Tata Trusts has been hit by internal tensions over the appointment of a nominee director to the Tata Sons board, underscoring a larger debate on how the charitable bodies should exercise influence over India's largest diversified business group, valued at over Rs 27 lakh crore, The Economic Times reported.
The disagreement traces back to an October 2024 resolution passed after Noel Tata became chair of the Trusts following Ratan Tata's death. The resolution required that Trusts-nominated directors on Tata Sons' board seek annual renewal of their positions once they turned 75.
This provision applied to Vijay Singh, 77, a former defence secretary who has been a nominee director since 2013 and a trustee since 2018. At a meeting on Thursday, four trustees - Mehli Mistry, Pramit Jhaveri, Jehangir Jehangir and Darius Khambata - opposed Singh's reappointment, according to people familiar with the matter.
Singh, whose position was under review, did not attend the discussion and subsequently resigned from the Tata Sons board. The group that opposed Singh's return proposed appointing Mehli Mistry in his place. However, Noel Tata and Venu Srinivasan objected, arguing that the process needed to adhere to established governance standards aligned with Tata traditions and the stature of the Trusts.
Sources cited by The Economic Times described the move as an effort by some trustees to consolidate authority within Tata Trusts and, by extension, Tata Sons. They added that any such decision requires consensus, and criticised the approach as inconsistent with the organisation's values. For now, Tata Sons will continue with two nominees from the Trusts until a resolution is reached.
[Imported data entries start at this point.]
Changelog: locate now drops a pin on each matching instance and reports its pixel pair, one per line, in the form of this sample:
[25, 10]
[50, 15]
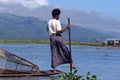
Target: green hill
[31, 28]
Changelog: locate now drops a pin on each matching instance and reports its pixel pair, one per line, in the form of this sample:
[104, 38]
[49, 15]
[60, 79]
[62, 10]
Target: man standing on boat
[59, 51]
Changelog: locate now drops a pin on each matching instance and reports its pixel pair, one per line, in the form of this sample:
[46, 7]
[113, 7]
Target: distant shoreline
[47, 42]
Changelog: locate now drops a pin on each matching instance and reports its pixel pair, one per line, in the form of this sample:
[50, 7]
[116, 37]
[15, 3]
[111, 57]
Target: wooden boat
[12, 65]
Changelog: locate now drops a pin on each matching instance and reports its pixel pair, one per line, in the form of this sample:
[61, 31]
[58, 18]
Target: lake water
[101, 61]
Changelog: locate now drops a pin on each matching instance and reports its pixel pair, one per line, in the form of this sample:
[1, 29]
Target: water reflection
[55, 77]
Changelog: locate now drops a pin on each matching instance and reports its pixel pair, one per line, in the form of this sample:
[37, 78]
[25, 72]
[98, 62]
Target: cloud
[32, 4]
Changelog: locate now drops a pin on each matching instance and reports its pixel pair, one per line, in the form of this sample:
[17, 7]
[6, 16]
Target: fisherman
[59, 51]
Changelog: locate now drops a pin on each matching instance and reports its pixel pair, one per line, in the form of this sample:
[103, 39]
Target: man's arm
[64, 29]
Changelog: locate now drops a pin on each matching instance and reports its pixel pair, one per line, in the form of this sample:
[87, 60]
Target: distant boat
[12, 65]
[112, 42]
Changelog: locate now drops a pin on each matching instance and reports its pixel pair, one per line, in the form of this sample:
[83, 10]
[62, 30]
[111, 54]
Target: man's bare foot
[73, 66]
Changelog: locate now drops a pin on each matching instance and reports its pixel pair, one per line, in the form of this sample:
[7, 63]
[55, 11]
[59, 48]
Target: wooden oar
[69, 33]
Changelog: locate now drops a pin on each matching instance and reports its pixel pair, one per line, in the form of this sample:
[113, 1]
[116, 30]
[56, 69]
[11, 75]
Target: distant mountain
[31, 28]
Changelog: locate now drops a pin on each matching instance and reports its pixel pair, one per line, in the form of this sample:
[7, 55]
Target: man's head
[55, 13]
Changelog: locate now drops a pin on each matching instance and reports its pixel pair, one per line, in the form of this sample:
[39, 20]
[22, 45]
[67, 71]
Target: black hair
[56, 12]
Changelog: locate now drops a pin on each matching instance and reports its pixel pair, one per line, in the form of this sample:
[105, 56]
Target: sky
[105, 7]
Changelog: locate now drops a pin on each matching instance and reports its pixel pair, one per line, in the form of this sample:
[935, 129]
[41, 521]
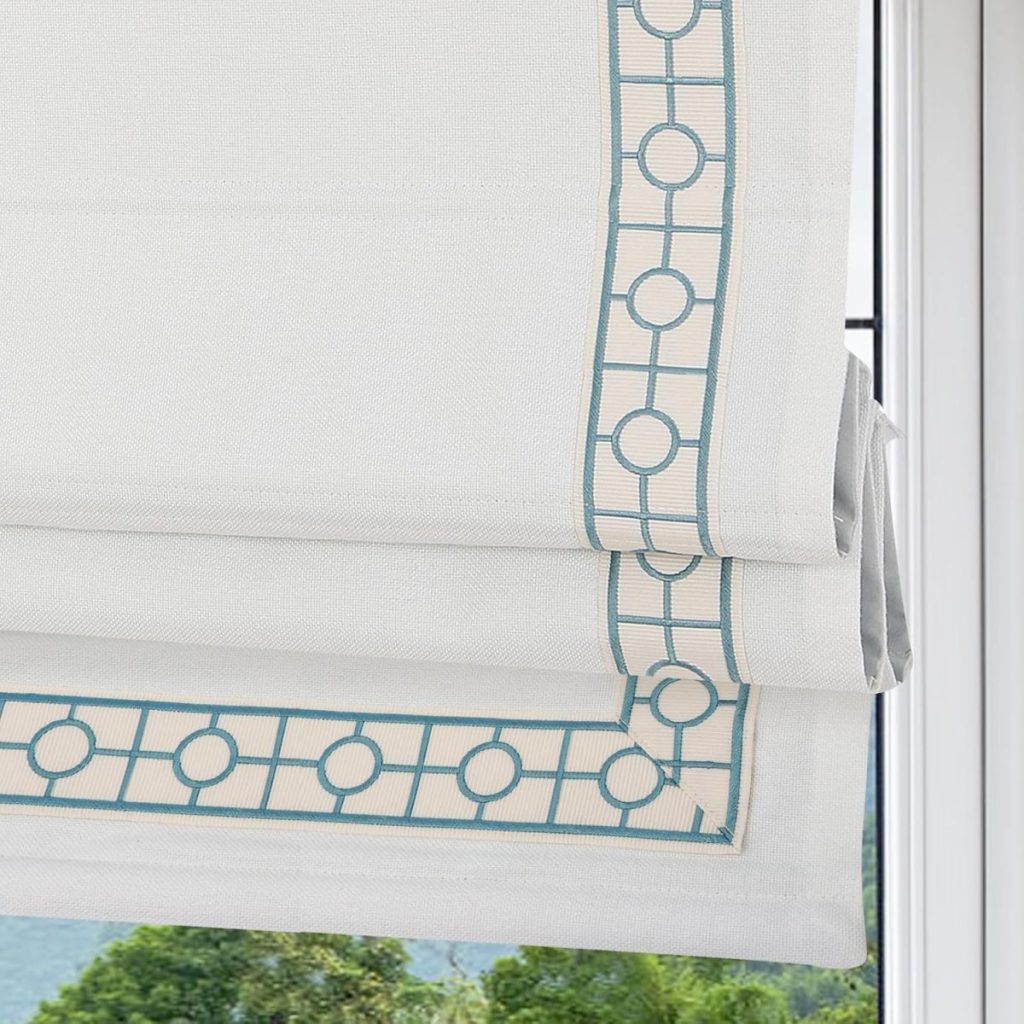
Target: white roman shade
[434, 495]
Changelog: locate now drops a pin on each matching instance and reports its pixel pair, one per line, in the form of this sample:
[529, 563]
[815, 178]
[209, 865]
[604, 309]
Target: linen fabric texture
[434, 495]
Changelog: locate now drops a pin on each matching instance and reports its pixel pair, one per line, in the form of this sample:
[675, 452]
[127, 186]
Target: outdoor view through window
[62, 972]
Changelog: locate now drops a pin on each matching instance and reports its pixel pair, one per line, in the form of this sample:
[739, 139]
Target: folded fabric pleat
[610, 316]
[835, 627]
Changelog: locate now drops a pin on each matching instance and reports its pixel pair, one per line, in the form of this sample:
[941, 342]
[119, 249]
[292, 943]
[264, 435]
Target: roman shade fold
[832, 626]
[428, 325]
[435, 497]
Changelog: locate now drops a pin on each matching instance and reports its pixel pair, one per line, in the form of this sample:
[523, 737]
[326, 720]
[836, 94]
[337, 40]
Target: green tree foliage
[162, 975]
[561, 986]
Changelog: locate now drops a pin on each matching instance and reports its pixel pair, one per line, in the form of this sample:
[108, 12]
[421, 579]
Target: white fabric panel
[788, 360]
[237, 302]
[804, 626]
[794, 895]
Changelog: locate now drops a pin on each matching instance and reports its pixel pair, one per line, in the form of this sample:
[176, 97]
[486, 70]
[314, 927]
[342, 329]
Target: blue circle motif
[636, 468]
[201, 783]
[664, 183]
[666, 684]
[629, 805]
[658, 271]
[348, 791]
[644, 559]
[649, 27]
[62, 724]
[485, 798]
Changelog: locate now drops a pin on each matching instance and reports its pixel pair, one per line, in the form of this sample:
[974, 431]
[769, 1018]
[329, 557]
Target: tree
[569, 986]
[164, 975]
[561, 986]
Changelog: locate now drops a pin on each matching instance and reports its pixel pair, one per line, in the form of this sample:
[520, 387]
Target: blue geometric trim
[672, 84]
[511, 775]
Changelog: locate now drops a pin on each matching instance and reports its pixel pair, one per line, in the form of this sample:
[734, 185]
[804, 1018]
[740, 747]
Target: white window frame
[952, 740]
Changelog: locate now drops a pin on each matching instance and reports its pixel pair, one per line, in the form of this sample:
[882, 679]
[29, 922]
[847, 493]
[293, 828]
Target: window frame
[932, 844]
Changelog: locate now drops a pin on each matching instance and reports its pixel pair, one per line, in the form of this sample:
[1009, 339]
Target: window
[36, 955]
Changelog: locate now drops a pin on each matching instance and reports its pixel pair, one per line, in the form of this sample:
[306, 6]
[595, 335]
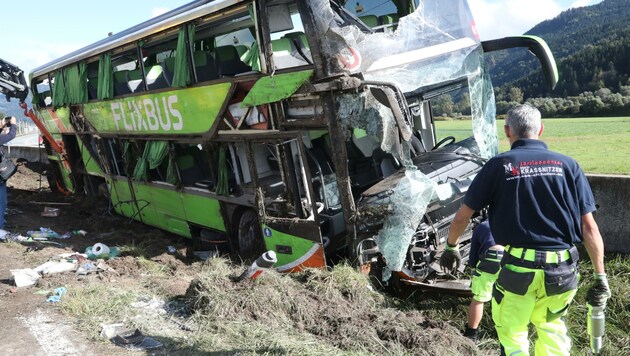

According to the report, one option under consideration is hiring an external search firm to recommend candidates for the vacant position, with trustees free to include themselves in the process.
The nominee issue has also brought to the surface longer-standing concerns about how information from Tata Sons' board is shared with trustees who are not directors. Some believe updates are inadequate, while those on the board argue that fiduciary duties and regulatory norms limit what can be disclosed, given that several Tata Sons subsidiaries are publicly listed.
Another related concern is whether nominee directors should draw board fees from Tata Sons while representing the Trusts' oversight interests. Beyond Singh's vacancy, Tata Sons also needs to fill positions left open by Ralph Speth, Ajay Piramal and Leo Puri, the newspaper added.